If you're finding them inside regularly, spotting them in the same rooms over and over, or you have kids, pets, or anyone sensitive to stings in the home, it's worth bringing in help. A licensed local pro knows the species in your area, can target the harborage and entry points you can't easily reach, and can treat the broader insect activity that's feeding the problem at its root. In a region where some species deliver a genuinely painful sting, that peace of mind is worth a lot. Your exact quote is always free.

Good questions

Frequently asked questions

Mainly food, water, and shelter. Your home draws them when it has insects for them to eat, moisture from leaks or irrigation, and dark hiding spots like clutter, wood piles, and gaps they can crawl into. Outdoor lights make it worse by pulling in the bugs scorpions hunt.

Usually something changed outside. A heat wave or dry spell pushes them toward the cooler, more humid spots near your home, or a new leak, an insect surge, or fresh yard debris gave them a reason to move in. Track down the food, water, or hiding spot that shifted and you've usually found the cause.

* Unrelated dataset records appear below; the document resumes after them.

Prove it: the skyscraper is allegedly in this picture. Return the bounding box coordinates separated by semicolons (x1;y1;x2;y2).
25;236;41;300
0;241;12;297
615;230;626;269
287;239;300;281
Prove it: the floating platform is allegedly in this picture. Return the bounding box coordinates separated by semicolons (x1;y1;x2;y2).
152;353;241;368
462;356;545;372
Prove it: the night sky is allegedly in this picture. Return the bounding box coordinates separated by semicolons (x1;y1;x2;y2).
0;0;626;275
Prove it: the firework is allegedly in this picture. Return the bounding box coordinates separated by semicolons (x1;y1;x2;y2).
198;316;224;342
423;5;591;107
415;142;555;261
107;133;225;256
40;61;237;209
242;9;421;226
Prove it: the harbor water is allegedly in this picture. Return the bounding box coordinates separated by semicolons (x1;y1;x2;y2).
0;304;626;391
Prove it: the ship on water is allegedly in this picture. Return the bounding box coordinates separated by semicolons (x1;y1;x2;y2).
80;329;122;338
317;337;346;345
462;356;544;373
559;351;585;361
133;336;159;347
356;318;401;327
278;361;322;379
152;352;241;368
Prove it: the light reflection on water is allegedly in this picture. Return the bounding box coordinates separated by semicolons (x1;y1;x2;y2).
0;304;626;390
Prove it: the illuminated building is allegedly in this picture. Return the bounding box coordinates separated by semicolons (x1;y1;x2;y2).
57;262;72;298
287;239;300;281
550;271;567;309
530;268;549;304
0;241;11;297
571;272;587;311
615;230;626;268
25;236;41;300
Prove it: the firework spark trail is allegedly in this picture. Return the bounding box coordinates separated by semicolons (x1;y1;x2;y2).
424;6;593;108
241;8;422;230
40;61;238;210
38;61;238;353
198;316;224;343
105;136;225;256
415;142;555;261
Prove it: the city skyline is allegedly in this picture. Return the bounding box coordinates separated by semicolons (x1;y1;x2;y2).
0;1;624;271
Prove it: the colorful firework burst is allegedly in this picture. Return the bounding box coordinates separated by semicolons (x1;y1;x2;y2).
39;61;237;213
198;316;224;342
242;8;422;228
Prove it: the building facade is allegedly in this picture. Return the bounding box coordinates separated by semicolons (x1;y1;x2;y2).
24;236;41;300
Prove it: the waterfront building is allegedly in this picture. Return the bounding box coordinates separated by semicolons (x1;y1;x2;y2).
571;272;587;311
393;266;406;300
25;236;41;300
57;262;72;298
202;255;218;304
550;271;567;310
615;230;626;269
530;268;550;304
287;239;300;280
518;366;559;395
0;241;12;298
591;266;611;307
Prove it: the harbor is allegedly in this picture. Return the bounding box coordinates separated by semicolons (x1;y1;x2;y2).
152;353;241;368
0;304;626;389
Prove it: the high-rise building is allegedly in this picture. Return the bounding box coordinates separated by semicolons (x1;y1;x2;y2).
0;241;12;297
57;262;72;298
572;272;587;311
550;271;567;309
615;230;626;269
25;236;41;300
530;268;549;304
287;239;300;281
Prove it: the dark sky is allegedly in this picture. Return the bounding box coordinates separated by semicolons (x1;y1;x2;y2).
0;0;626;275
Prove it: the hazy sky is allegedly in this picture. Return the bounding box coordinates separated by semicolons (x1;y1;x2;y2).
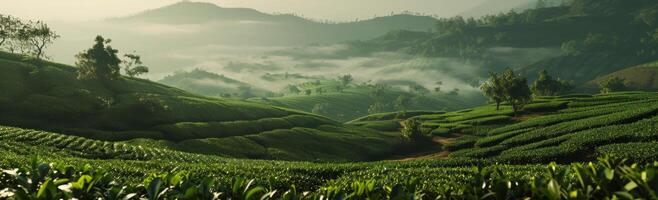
0;0;484;21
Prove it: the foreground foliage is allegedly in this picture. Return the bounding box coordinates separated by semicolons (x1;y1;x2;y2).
0;157;658;199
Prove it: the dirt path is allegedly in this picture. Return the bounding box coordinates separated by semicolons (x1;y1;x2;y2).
389;134;463;161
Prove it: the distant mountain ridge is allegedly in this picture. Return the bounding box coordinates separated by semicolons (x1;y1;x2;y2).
111;1;305;24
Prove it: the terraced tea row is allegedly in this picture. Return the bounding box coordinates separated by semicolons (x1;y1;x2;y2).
0;127;218;161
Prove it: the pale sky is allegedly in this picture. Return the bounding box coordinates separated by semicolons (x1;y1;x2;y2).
0;0;484;21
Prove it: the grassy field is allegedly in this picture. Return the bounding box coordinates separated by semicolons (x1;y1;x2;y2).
0;52;658;199
0;93;658;199
0;53;407;161
249;84;485;122
351;92;658;164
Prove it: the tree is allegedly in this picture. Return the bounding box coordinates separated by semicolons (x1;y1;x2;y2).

Yes, and it's one of the most effective things you can do. Scorpions follow their prey, so a house full of crickets, roaches, and spiders is feeding them. Cut down the general insect activity and you remove the main reason scorpions came inside.

There's no reliable scent that keeps scorpions out on its own. What actually works is removing what attracts them: seal entry gaps, fix moisture, clear away wood piles and clutter, and control the insects they eat. Prevention beats any single repellent.

They like cool, dark, often damp spots. Garages, bathrooms, laundry rooms, closets, crawl spaces, and behind or under stored boxes. They also tuck into shoes, towels, and clothing left on the floor, which is why shaking those out before use is a good habit in scorpion country.